Question about Bag of Words, detectors, and such
hello all,
I am basically looking to do a bag of words type setup where I comepare a picture taken, with items in the database.
Basically am example of what I am doing is taking a picture of a bookshelf, and identifying the books on it. So 1 picture could contain 50 "vocabulary" items.
Basically I am curious about which "keypoint detectors" "feature descriptors" and "matchers" I will need.
It seems there are so many choices and I don't know which would be better for what.
I would like to use something other than SURF or SIFT because I hear you need a license and to get that requires a good bit of money.
I have heard good things about FREAK, BRISK, and ORB, but those are only descriptors right?
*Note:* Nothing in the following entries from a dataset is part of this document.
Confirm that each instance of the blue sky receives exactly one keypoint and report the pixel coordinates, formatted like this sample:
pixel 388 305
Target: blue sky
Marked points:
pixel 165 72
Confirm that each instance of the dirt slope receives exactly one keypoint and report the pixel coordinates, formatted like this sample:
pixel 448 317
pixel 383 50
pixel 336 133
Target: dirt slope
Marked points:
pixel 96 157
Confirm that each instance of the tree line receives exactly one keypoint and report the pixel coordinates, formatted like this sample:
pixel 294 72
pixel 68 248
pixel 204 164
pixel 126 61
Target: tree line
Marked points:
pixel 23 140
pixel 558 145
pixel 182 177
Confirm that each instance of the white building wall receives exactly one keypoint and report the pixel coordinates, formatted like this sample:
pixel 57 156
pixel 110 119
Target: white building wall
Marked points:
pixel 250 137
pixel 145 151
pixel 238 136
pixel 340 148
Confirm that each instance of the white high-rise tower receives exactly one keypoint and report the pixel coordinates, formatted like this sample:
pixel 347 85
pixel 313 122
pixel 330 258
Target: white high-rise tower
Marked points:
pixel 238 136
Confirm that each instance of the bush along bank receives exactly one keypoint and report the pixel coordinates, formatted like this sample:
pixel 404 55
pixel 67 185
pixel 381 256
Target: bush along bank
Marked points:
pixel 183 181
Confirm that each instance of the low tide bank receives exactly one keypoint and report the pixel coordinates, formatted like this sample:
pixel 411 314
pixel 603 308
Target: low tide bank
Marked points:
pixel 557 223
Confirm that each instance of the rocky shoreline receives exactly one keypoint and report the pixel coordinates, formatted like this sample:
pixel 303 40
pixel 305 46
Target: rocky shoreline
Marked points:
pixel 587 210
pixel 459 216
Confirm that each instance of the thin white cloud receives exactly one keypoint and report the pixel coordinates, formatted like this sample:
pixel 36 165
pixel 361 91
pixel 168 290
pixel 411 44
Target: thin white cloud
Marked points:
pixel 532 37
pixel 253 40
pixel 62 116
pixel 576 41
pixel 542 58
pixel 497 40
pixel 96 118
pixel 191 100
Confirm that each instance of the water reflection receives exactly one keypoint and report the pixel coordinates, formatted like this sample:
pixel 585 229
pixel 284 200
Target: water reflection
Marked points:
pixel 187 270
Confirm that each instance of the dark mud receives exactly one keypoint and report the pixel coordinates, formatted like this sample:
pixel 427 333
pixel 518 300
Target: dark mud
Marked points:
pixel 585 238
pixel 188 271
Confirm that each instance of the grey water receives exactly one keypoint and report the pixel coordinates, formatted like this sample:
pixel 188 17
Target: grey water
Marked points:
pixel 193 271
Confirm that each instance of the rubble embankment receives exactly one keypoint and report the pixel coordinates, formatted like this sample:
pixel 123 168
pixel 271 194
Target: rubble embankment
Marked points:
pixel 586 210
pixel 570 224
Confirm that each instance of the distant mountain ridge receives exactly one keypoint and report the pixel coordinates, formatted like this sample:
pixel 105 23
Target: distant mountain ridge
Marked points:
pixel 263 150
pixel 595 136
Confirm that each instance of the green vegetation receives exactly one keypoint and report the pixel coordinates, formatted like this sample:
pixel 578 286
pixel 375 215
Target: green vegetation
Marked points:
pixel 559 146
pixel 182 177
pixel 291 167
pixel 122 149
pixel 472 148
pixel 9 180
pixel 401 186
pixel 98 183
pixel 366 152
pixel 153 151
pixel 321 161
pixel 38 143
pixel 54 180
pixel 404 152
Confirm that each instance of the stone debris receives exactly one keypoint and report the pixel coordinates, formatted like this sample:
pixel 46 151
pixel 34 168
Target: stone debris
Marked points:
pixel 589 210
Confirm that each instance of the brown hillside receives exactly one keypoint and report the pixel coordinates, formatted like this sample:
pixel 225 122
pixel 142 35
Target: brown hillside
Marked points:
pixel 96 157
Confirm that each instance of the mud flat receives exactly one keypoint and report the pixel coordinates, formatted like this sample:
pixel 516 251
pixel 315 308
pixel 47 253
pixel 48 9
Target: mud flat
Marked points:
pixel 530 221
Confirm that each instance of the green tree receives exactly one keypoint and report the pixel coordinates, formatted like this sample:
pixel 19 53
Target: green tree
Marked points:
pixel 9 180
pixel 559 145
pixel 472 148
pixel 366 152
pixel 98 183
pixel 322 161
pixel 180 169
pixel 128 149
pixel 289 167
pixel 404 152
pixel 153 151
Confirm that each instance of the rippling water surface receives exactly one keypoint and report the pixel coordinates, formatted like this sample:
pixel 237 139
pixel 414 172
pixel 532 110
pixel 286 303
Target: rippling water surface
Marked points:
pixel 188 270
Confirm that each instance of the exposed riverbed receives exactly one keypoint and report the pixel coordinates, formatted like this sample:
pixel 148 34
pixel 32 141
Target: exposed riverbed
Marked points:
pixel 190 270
I would still need a keypoint detector and matcher? ( I thought I also heard that some descriptors are also detectors or...?)
I think that one of the more important things would be scale invariance as the picture I have might not be the size of the picture I'm taking within the bookshelf.
I don't think that rotation is that big a deal.
I'm not sure what else I should ask about these but if anyone has any input to help me on my path I would greatly appreciate it...
As for BoW itself I hear you basically have your vocab of keypoints, then you compare them to the keypoints in the image, and then do a histogram compare?
I also believe I heard something about training classifiers? Why exactly would we need to do that? To identify the items within the whole picture? like a bottle compared to a box?
I think that's all, thanks again to anyone who can help,
~KZ